Performing an ABC analysis is a way of categorizing (and prioritizing) your inventory according to how important they are to your sales. You can apply this principle to multiple aspects of your inventory, however the most common is simply based off sales. In short, you’re recognizing what sells better so you can focus on ordering that product more. This will also help you find opportunities for your advertising, or even add-on products.
Have you ever heard of the 80/20 rule?
This is an inventory principle that sates; in most cases 80% of your sales (or units sold) is based off of only 20% of your overall inventory. That 20% of your inventory is your rent payers, the rest is all supporting products. ABC categorization helps you break down the 80/20 rule into easy to identify items.
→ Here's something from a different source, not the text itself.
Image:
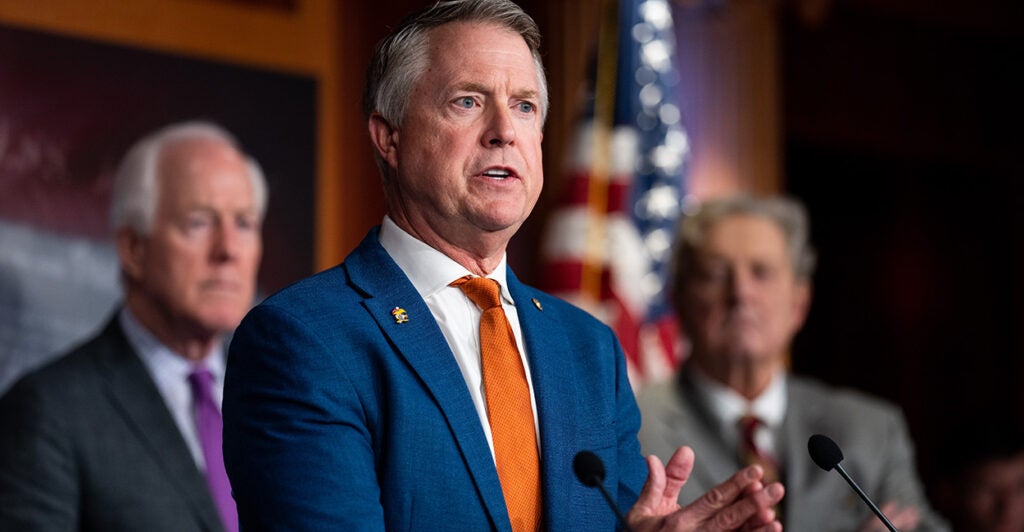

ABC categorization may not simply be just on volume of sales, the key is looking at overall profits. Let’s say that you sell Product A 20% slower than you sell product B, however when you do sell Product A you make a better profit. Now we have to make the decision on which product to focus on, the faster selling, or the more money making?
This same example can play hand in hand with seasonal and economic changes throughout the year. If you’re in a busy season, it is usually best to focus on selling in volume. This is where that faster moving Product B comes into play. However, when your sales start to slow down, you change gears with it, focusing on getting the most profit out of each customer.
This kind of categorization can help tremendously when placing replenishment orders for your business. Let’s say you’re getting ready for your Annual Black Friday Sale. Do you just make a giant, blanket order stacking up on every item in your store? That’s not the smartest thing to do, because now your stuck with all that slower moving inventory that didn’t sell during the big sale!
To make things worse, because you didn’t focus in enough, you sold out of your bestselling product halfway through and missed out on some big money! Instead, focus on ordering bigger runs on the stuff you know will sell. This way, you won’t run out of stock during the sale! Worst case, after the sale your only stuck with product that you know will still move regardless of the sale.